Résumé : Depuis 1959, le seul accroc à la carrière exemplaire du lieutenant du KGB Evgueni Feodorovitch Ivanov est son incapacité à mettre la main sur un écrivain dissident. Celui-ci se permet, en effet, d'utiliser le pseudonyme d'Abram Tertz, un nom juif, pour critiquer le réalisme socialisme et se moquer du soviétisme, en publiant ses écrits à l'étranger.
Mon avis : Dans ce livre, Iegor Gran, se penche sur l'enquête qui a conduit à l'arrestation et la condamnation au goulag de son père, l'écrivain Andreï Siniavski.
L'histoire est truffée d'anecdotes sur le régime soviétique des années 1959 à 1965. Pour certaines, l'écrivain prend sans doute quelques libertés avec l'histoire car un passage semble évoquer le fiasco du champ pétrolifère de Darvaza au Turkménistan , or les faits datent de 1971.

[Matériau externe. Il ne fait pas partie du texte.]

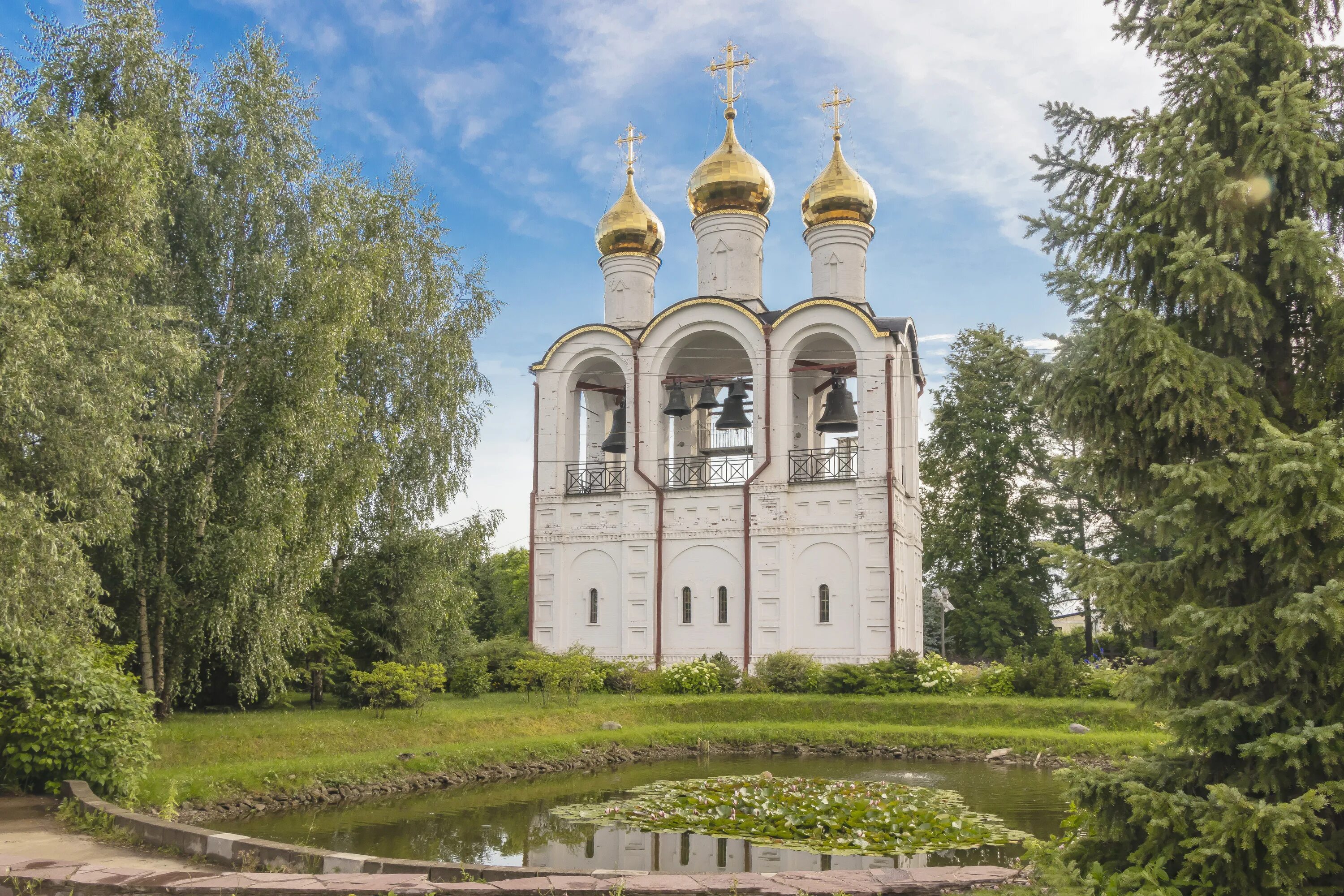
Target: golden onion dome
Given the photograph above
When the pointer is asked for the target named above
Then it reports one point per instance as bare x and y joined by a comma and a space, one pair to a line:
629, 226
730, 179
839, 194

Le ton est résolument ironique et moqueur, dans la droite lignée de son père. J'ai trouvé très intéressant qu'il raconte cette histoire du point de vue de l'agent du KGB.

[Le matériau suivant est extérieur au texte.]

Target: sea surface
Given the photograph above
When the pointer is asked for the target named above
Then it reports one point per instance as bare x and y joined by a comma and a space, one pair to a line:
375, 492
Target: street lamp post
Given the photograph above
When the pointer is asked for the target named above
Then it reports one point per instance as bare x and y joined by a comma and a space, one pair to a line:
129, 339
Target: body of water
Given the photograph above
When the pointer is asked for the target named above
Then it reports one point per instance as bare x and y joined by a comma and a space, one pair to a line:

Ivanov est un agent très investi et convaincu par l'idéologie soviétique. Il méprise ceux qui regardent un peu trop du côté de l'occident. Pour lui, le régime a beaucoup progressé par rapport aux années Staline, il est presque devenu laxiste. La façon dont il considère qu'une condamnation de quelques années au goulag est magnanime donne une certaine idée de sa psychologie 😶.

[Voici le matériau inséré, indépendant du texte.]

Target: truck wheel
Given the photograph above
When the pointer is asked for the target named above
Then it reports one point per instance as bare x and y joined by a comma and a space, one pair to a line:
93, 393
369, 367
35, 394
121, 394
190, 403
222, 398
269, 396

Sa femme est tout aussi fidèle au régime même si le couple ne rechigne pas sur les petits avantages que leur loyauté leur apporte. Après tout, ils se disent qu'ils les méritent ! A eux deux, ils forment un foyer sans passion et plutôt routinier.
Le récit fait la part belle aux moyens déployés par le KGB, entre filatures systématiques, mises sur écoute, techniques psychologiques d'interrogatoires et informateurs zélés, on découvre des agents aux comportements obsessionnels et à l'esprit critique quelque peu émoussé.
Toutes les absurdités du système soviétique sont tournées en dérision. Des immeubles mal conçus aux ruptures de stock permanentes pour des produits de mauvaise qualité, le peuple russe apparaît comme le roi de la débrouille face à un système rigide et procédurier.
Le fatalisme du couple Siniavski, les parents de l'auteur, est en parfaite opposition avec l'agitation des services compétents, ce cher KGB. Sa mère s'illustre particulièrement par sa capacité à se moquer du système jusqu'au bout. Au jeu du chat et de la souris, on sait dès le début que le félin va attraper sa proie mais une chose est sûre, il ne réussira pas à la dévorer.
On prendrait presque Ivanov en sympathie, pour s'être fait mener en bateau tant d'années, s'il n'aimait pas autant son travail.
En bref, j'ai énormément apprécié l'humour de l'auteur, sa façon de parler d'un système totalitaire en mettant l'accent sur les humains, finalement assez ordinaires, qui le faisaient fonctionner. Dans un passage, même Khrouchtchev, qui s'endort devant Huit et demi de Fellini, apparaît juste comme un homme vieillissant.